European financial technology company TransferWise is planning a Canadian launch next year for its borderless debit card, which allows users to hold balances in multiple currencies and spend it at home and abroad with lower foreign exchange fees than traditional banks.
TransferWise CEO and co-founder Kristo Kaarmann says the card, which was launched in the U.K. and the Eurozone two weeks ago, is useful for frequent business travellers, snowbirds and expats who spend lots of time outside of Canada but domestically as well.
"When people go out of the country, they are inevitably spending money," Kaarmann said in an interview. "They're booking hotels, they're booking flights, often in other currencies, and that's where banks scoop the hidden fees."
Kaarmann said there would be no transaction fees for people making purchases on the borderless debit card in the currency a balance is held in. If money held in the borderless account must be converted into another currency before using the card, a conversion fee of between 0.6 per cent and one per cent applies, which Kaarmann notes is less than the banks charge.
The U.K.-based fintech launched its borderless account in Canada in August last year, and Kaarmann said it is working to offer the accompanying debit card here in 2019.

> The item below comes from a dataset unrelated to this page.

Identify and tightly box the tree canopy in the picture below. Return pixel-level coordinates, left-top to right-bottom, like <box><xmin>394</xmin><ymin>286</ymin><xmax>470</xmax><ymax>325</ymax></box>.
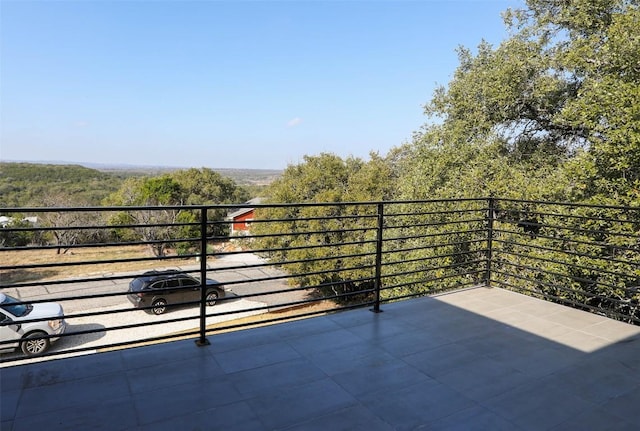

There is no limit on the balance that can be held in the borderless account, he says. Customers' money is held in segregated accounts at banks insured by the Canada Deposit Insurance Corp., according to a TransferWise spokeswoman.
Kaarmann spoke about its borderless card as it launches its batch payments function in Canada, which allows businesses to make up to 1,000 global payments at once in various currencies with a lower foreign-currency conversion charge of between 0.6 per cent and one per cent.
TransferWise has been beefing up the functionality offered to Canadians since its launch in April 2016. Since then, roughly $2.2 billion has been moved in and out of the country via TransferWise's platform. Canada is among its top 10 largest markets and is now the sixth-fastest growing market in terms of transfers.
Canada's big banks are investing heavily in technology as customers increasingly do their banking in the digital realm. They are also facing increased competition from non-traditional providers of payment services. For example, Apple and Google have introduced mobile wallets that allow users to make retail payments.
Meanwhile, last month, TransferWise became the first non-bank payment services provider to hold a settlement account in the Bank of England's Real Time Gross Settlement system, meaning it can now settle payments directly rather than going through a retail bank.
As Canada moves to modernize its payment system, TransferWise is pushing for a similar direct settlement account in Canada as well as policies regarding the disclosure of fees, including exchange rates.